The orchestrator must treat the workspace path as a logical path contract and avoid baking in local-path assumptions outside the workspace layer.

## 7. Transport and auth by mode

## 7.1 Local supervised

Defaults:

- `http://127.0.0.1:<port>`
- no auth by default
- no TLS by default

## 7.2 External local

Defaults:

- explicit base URL required
- path prefixes supported
- auth configurable
- TLS optional but supported if present
- doctor and the runtime treat authenticated loopback targets as external; unauthenticated path-prefixed loopback targets normalize back to the origin before any managed local supervisor is started

## 7.3 Hosted remote

Requirements:

- TLS required
- `openhands.transport.session_api_key_env` required
- current default auth shape is HTTP header plus WebSocket query-param fallback, with explicit WebSocket header mode available when the pinned server supports it
- version pinning required
- structured audit logging required

The MVP code should already expose the auth configuration hooks needed later.
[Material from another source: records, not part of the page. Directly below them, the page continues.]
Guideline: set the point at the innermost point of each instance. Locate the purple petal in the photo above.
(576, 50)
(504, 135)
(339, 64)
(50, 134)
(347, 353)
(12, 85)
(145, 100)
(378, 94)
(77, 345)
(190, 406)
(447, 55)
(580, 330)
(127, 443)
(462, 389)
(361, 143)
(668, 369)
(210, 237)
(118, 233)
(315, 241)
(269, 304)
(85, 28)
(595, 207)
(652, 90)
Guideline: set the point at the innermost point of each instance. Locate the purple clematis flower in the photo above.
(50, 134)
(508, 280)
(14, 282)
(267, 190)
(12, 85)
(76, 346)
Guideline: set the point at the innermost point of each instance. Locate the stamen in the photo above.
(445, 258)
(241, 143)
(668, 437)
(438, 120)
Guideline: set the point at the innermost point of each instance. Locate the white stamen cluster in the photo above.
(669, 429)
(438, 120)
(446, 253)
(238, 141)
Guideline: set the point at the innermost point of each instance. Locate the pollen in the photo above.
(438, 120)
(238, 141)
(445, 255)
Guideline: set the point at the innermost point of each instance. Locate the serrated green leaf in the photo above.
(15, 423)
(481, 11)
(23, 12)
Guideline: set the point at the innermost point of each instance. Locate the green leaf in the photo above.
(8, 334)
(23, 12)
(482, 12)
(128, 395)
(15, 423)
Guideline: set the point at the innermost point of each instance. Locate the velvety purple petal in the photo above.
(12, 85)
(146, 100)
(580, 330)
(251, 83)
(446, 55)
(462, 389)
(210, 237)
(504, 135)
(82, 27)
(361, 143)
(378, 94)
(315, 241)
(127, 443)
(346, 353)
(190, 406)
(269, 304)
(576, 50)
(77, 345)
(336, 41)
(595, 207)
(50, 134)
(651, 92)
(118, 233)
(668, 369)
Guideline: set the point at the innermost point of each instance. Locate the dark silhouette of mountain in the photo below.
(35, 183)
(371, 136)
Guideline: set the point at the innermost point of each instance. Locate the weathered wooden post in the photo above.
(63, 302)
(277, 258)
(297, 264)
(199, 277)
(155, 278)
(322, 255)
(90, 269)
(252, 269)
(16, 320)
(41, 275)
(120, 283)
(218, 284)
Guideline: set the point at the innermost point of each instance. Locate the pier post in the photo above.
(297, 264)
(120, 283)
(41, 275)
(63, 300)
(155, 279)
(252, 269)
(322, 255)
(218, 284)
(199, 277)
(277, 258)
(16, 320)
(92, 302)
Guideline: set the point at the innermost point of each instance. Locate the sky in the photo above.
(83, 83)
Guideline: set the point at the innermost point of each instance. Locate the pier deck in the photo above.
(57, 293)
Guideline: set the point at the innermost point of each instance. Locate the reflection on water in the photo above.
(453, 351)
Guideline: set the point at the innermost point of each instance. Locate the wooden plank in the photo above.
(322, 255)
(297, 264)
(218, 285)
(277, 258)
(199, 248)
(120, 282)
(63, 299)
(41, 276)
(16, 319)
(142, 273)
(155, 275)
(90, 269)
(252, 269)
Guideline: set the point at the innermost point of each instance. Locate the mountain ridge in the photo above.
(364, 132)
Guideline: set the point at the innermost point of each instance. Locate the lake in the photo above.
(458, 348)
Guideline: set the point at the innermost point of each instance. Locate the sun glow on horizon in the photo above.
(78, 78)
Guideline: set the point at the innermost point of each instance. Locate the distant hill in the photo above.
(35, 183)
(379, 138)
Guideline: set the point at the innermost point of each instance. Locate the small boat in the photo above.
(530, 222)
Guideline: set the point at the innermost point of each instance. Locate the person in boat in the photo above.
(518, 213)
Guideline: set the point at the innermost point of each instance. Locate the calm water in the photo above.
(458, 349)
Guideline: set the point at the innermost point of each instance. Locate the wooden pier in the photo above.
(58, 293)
## 8. What the code should abstract now

The runtime adapter should separate:

- transport config
- server lifecycle ownership
- workspace request shaping
- conversation persistence
- event streaming and recovery
- auth strategy

That makes local and hosted modes configuration changes, not architectural rewrites.

## 9. Recommended roadmap

### Phase 1

Deliver local supervised mode only.

### Phase 2

Support external local server mode for debugging and CI.

### Phase 3

Harden hosted remote mode beyond the current transport/auth support, including stronger workspace isolation and broader hosted-operations concerns.

This sequencing gives the project the fastest path to a working developer-focused MVP while preserving the right long-term boundaries.